"If it looks like crap and it smells like crap, guess what?"
An absolutely pitiful display. Watching this is similar to watching your grandfather fondle a blow-up sex doll, only less funny (and a little less sexy.)Hey, if we take the raunchy, nasty Rodney from Caddyshack, throw him into a plot about nasty talk shows (mainly because that's what the consumers are all paying attention to this week) and toss in a few pathetic hack ex-actors. We'll release it when the only thing out is some Van Damme/RuPaul movie comes out, and BOOM, Rodney's not under contract anymore!
Oh, good God, what did Cindy Williams do to deserve what she's forced to do in this filth? It's uglier than any Faces of Death or Batman sequel out there, and you have to see it to believe it. Her shrill, drunk, screaming chubby ass is all over this horrible movie, and I wonder how close she was to homelessness before signing on for this degradation. Not far behind is David Ogden Stiers who offers his typical, b-movie, gruff and pompous rich guy routine.

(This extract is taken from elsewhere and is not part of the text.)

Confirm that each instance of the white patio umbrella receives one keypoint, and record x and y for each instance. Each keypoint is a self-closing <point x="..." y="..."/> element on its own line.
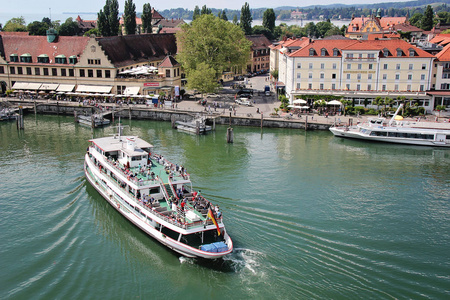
<point x="299" y="101"/>
<point x="334" y="102"/>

Rodney plays a Springer-like talk show host (now THERE'S an inspiration for a movie!) who decides to camp out at the mansion of an uptight and quite assholish couple. He farts, they roll their eyes. He parades midgets and four foot dildos and transvestite lesbian Nazis, and they huff and puff. He ruins their socialite party by being obscenely vulgar. You start wondering why this cretin isn't arrested, thrown into a straitjacket, or simply shot by someone.

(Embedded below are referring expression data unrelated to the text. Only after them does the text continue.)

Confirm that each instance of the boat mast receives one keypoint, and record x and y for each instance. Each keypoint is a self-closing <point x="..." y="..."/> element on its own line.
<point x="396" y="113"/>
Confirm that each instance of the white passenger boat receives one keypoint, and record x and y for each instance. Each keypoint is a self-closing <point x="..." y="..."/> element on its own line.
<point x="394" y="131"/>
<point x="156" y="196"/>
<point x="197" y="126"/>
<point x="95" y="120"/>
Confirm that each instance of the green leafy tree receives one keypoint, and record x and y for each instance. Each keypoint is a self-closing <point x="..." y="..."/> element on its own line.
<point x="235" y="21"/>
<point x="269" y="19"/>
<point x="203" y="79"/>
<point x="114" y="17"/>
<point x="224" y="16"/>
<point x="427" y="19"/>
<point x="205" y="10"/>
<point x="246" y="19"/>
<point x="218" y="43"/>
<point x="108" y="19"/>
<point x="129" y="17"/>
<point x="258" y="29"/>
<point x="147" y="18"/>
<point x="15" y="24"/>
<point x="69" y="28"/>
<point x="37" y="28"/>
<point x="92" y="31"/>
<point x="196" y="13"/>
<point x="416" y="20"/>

Too much of my valuable time has been spent on such a throwaway contemptuous vat of flaky scabs like this. Please rent Caddyshack. The shots of the stupid gopher doing his little shuffle dance is funnier than anything in this poor movie.Rodney makes like what? 1 movie every two years? His waning fan base deserves better than this nasty junk. A complete waste of his talent. I don't think he hit the mark in this one once. Meet Wally Sparks and Ringmaster will footnote the 90's talk-shows craze the way Lambada footnotes the...um...late 80s Lambada craze.